By John Richardson
THE blog continues to ponder the significance of the Petronas announcement that it is to go ahead with its $27bn refinery-petrochemicals project – the Pengerang Integrated Complex (PIC) at Johor in Malaysia.
“It means that Singapore faces a competitor with deep pockets. Time to assess the winners and losers on Singapore’s Jurong Island,” an industry observer told the blog last week.
We have few details about exactly what Petronas will build at PIC other than this very sketchy announcement from the Malaysian state-owned oil, gas and petrochemicals giant: “[The complex] will consist of a 300,000 bbl/day refinery and a petrochemical complex, which is expected to produce 7.7m tonnes/year of various grades of products, including differentiated and speciality chemicals products, such as synthetic rubbers and high grade polymers.”
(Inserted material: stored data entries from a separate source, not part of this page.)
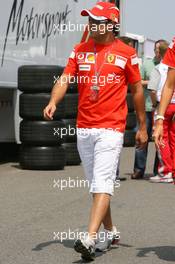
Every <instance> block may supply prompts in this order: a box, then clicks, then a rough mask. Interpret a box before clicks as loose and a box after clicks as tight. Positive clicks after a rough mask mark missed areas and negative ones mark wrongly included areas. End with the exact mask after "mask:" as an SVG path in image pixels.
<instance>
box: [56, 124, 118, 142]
mask: <svg viewBox="0 0 175 264" xmlns="http://www.w3.org/2000/svg"><path fill="white" fill-rule="evenodd" d="M109 131H111V132H117V133H121V132H119V128H115V129H114V128H98V129H97V128H91V129H89V128H77V127H72V126H71V125H68V127H54V128H53V135H54V136H57V137H59V138H61V139H63V138H64V137H67V136H77V135H79V136H83V137H84V138H86V137H88V136H89V135H96V136H98V135H101V134H105V133H106V134H108V133H109Z"/></svg>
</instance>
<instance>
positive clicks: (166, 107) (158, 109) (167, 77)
mask: <svg viewBox="0 0 175 264" xmlns="http://www.w3.org/2000/svg"><path fill="white" fill-rule="evenodd" d="M174 89H175V69H171V68H170V69H169V70H168V75H167V80H166V82H165V85H164V88H163V91H162V96H161V100H160V105H159V108H158V114H159V115H162V116H164V114H165V112H166V109H167V106H168V105H169V103H170V102H171V99H172V96H173V93H174Z"/></svg>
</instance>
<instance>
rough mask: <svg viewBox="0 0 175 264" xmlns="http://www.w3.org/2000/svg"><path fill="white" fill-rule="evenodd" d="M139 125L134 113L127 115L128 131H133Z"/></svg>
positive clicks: (130, 113) (129, 113) (128, 114)
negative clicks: (135, 127)
mask: <svg viewBox="0 0 175 264" xmlns="http://www.w3.org/2000/svg"><path fill="white" fill-rule="evenodd" d="M136 125H137V119H136V114H135V113H134V112H133V113H128V115H127V122H126V129H133V128H135V127H136Z"/></svg>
The phrase “differentiated and speciality chemicals” might be enough, though, to ring alarm bells in Singapore as this is also the direction in which Jurong Island is also heading.
And one would have thought that a complex of the scale being planned by Petronas cannot entirely involve specialities, given that the specialities produced there would be at risk of becoming commodities as a result of oversupply. Thus, Singapore and other Asian petrochemical producers might also face competition in the commodities space from PIC.
We also continue to worry that there will not be enough room for all the new petrochemicals projects being planned, both in Asia in general and in the US. (see the above table for an updated list of some of the many new crackers due on-stream in the States).
The key assessment for us remains China’s ability and willingness to absorb surplus petrochemicals volumes over the next decade, given that it is by the far the biggest consumer in the region.